How Much VRAM Do You Actually Need to Run LLMs Locally?

Every local-AI guide starts with “just get a 24 GB card.” Most of us won’t. Here’s what actually fits on the GPU you have, and what to expect from it.

The one rule that matters

Local LLM inference is memory-bound, not compute-bound. The question is never “is my GPU fast enough?” — it’s “does the model fit in VRAM?” If it fits, it will run at usable speed on almost any modern card. If it doesn’t, no amount of GPU power saves you.
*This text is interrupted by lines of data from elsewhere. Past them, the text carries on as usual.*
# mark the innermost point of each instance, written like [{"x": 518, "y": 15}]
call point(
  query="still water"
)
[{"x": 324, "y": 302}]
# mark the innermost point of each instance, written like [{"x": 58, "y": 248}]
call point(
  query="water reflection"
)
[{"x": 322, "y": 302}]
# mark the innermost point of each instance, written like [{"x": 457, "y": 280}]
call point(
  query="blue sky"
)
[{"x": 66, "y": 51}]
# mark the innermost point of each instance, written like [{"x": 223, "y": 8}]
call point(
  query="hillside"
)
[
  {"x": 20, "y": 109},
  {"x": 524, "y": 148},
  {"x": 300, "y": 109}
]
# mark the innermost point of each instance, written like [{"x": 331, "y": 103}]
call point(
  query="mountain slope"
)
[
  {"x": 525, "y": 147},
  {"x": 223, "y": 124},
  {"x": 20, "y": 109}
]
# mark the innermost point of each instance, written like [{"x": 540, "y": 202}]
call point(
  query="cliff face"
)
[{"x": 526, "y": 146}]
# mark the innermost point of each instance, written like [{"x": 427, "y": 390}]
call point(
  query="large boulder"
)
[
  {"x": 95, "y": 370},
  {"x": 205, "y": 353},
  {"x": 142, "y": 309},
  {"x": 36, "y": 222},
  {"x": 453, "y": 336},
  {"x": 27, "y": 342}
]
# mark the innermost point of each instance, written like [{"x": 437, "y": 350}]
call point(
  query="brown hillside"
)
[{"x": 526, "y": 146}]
A quick rule of thumb for 4-bit quantized models (the standard for local use):

VRAM needed ≈ parameters (B) × 0.6 GB, plus 1–2 GB for context.

What fits where

Your VRAM	Models that fit (Q4)	What it feels like
4 GB	1B–3B (Llama 3.2 3B, Gemma 4B)	Fast replies, simple tasks, weak reasoning
8 GB	7B–8B (Qwen 7B, Llama 8B)	The sweet spot for chat and light coding
12 GB	up to 13B–14B	Noticeably better instruction-following
16 GB	up to ~20B, or 14B with long context	Comfortable daily-driver territory
24 GB	27B–32B (Qwen coder-class models)	Local models that rival cloud for many tasks

Two practical notes from our own runs:

Context eats VRAM too. A 7B model that fits fine at 4K context can overflow an 8 GB card at 32K. If you hit out-of-memory errors with a model that “should fit,” shrink the context window first.
Partial CPU offload works, but it’s slow. Most runtimes can spill layers to system RAM. Expect a hard drop in tokens/second the moment you cross the VRAM line — fine for batch jobs, painful for chat.

If you’re buying used

Per euro of VRAM, used cards beat new ones by a wide margin. The cards we keep recommending: anything with 12 GB+ from the last two generations, prioritizing VRAM over GPU tier. A used 12 GB mid-range card will serve local LLMs better than a new 8 GB flagship.

No GPU at all? You can still run 7B-class models on CPU with enough RAM, or use a free cloud T4 (16 GB) to experiment before spending anything — that’s how half the guides on this site were originally tested.

Bottom line

Don’t start from the GPU you wish you had. Pick the largest Q4 model that fits your VRAM with 1–2 GB of headroom, and you’ll get 90% of the local-AI experience on hardware you already own.